El rostro de Juan se oscureció.
Irritado, respondió fríamente:
—Estás equivocado.
No soy tu Joven Maestro de la Raza Demoníaca.
Puedo ver que no pretendes hacer daño, así que simplemente vete.
Pero Sombraflama lo malinterpretó.
Pensando que Juan no le creía, se arrodilló más y juró su lealtad en el acto.
—¡Si no confías en mí, juro mi lealtad!
Yo, Sombraflama, juro por los Dioses Demonios que te serviré a ti, Asesinadedioses, y nunca te traicionaré!
Con el juramento hecho, un vínculo de lealtad quedó sellado.
Ahora era el turno de Juan de quedar atónito.
De la nada, había ganado un subordinado leal.

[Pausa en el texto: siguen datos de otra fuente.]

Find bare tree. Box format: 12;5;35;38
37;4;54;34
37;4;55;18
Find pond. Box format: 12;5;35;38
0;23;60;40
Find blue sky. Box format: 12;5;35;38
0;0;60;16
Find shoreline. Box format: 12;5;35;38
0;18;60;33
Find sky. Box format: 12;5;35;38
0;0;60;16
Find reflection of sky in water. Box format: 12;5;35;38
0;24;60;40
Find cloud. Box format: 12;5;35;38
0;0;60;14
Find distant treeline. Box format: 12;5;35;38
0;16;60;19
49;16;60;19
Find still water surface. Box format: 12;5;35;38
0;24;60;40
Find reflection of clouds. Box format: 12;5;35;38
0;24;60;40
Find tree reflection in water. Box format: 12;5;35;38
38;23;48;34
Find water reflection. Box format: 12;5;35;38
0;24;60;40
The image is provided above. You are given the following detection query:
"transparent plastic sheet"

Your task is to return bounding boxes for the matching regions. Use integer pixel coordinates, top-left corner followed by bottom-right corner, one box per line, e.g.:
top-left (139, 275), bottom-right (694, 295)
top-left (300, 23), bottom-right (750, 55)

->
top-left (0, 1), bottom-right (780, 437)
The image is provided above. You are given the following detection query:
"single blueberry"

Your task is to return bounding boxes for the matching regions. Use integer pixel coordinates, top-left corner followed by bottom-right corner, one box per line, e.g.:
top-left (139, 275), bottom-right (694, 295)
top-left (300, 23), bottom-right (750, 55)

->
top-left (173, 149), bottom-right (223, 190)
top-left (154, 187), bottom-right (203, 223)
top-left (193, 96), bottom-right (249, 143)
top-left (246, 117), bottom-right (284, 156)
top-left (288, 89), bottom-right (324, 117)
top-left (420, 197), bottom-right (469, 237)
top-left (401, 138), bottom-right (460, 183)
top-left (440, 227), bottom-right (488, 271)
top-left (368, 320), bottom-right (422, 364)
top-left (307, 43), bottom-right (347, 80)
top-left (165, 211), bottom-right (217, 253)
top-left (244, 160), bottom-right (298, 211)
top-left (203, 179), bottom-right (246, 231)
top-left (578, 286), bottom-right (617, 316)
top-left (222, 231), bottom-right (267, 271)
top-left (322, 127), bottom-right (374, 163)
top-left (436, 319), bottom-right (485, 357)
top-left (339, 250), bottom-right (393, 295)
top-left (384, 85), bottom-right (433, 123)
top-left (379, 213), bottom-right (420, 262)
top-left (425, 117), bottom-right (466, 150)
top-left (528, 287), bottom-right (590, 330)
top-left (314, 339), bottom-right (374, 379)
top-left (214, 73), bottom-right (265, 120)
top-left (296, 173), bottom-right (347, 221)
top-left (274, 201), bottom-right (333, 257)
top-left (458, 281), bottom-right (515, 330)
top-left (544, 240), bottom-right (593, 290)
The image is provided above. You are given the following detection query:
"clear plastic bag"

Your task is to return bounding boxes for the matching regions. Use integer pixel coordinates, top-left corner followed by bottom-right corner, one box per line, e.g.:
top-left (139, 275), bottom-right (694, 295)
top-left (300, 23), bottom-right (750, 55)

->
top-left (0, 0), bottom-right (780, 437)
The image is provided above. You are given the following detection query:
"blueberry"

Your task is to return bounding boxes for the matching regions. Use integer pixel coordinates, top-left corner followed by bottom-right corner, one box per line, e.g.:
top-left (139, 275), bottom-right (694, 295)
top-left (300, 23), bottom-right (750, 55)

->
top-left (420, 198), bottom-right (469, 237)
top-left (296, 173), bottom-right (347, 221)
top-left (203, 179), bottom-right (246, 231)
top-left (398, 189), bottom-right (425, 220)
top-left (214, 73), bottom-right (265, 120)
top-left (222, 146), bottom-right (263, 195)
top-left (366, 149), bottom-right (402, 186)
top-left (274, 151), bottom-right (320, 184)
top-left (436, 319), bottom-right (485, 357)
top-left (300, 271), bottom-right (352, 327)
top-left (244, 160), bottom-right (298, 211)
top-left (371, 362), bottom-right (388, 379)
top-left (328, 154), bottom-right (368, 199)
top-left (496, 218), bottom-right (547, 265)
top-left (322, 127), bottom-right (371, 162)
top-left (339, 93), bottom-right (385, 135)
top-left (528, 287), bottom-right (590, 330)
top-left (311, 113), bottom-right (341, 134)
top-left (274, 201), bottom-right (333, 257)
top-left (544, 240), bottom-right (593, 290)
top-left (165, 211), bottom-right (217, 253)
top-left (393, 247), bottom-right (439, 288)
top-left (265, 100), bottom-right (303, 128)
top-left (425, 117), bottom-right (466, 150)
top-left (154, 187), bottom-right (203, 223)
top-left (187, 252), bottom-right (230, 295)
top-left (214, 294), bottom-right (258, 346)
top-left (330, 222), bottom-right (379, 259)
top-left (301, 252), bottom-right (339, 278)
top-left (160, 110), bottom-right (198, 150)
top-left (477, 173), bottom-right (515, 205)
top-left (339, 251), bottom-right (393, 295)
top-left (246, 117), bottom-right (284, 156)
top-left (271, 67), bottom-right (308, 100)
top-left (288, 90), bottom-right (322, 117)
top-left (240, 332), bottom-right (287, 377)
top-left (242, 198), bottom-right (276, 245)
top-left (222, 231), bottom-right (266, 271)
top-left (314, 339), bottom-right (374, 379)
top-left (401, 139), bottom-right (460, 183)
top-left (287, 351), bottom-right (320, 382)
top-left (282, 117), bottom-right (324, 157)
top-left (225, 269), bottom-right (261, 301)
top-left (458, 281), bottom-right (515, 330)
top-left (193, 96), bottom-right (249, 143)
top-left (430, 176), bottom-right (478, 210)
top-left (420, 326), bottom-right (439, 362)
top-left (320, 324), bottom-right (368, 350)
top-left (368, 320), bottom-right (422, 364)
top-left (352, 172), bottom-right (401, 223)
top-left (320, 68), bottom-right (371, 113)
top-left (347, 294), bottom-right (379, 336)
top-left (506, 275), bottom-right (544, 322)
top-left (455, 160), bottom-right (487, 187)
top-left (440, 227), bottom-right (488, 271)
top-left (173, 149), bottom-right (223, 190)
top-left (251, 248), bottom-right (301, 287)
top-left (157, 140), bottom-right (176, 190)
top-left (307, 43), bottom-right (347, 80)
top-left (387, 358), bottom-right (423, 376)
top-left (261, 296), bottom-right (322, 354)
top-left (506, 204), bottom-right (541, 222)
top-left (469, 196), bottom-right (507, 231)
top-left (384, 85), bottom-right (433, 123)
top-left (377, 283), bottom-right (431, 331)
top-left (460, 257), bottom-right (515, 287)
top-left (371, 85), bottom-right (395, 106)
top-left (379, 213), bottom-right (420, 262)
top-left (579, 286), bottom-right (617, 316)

Pero no podía sacudirse la sensación de que Sombraflama podría no ser la herramienta más afilada del cobertizo.
Suspirando, Juan finalmente dijo:
—Sigues equivocado.
Déjame llevarte a conocer a la verdadera Princesa de la Raza Demonio.
No había visto a Sini en bastante tiempo y comenzaba a extrañarla.
—¿Princesa de la Raza Demonio?
—Sombraflama se rascó la cabeza, momentáneamente confundido por el giro de los acontecimientos.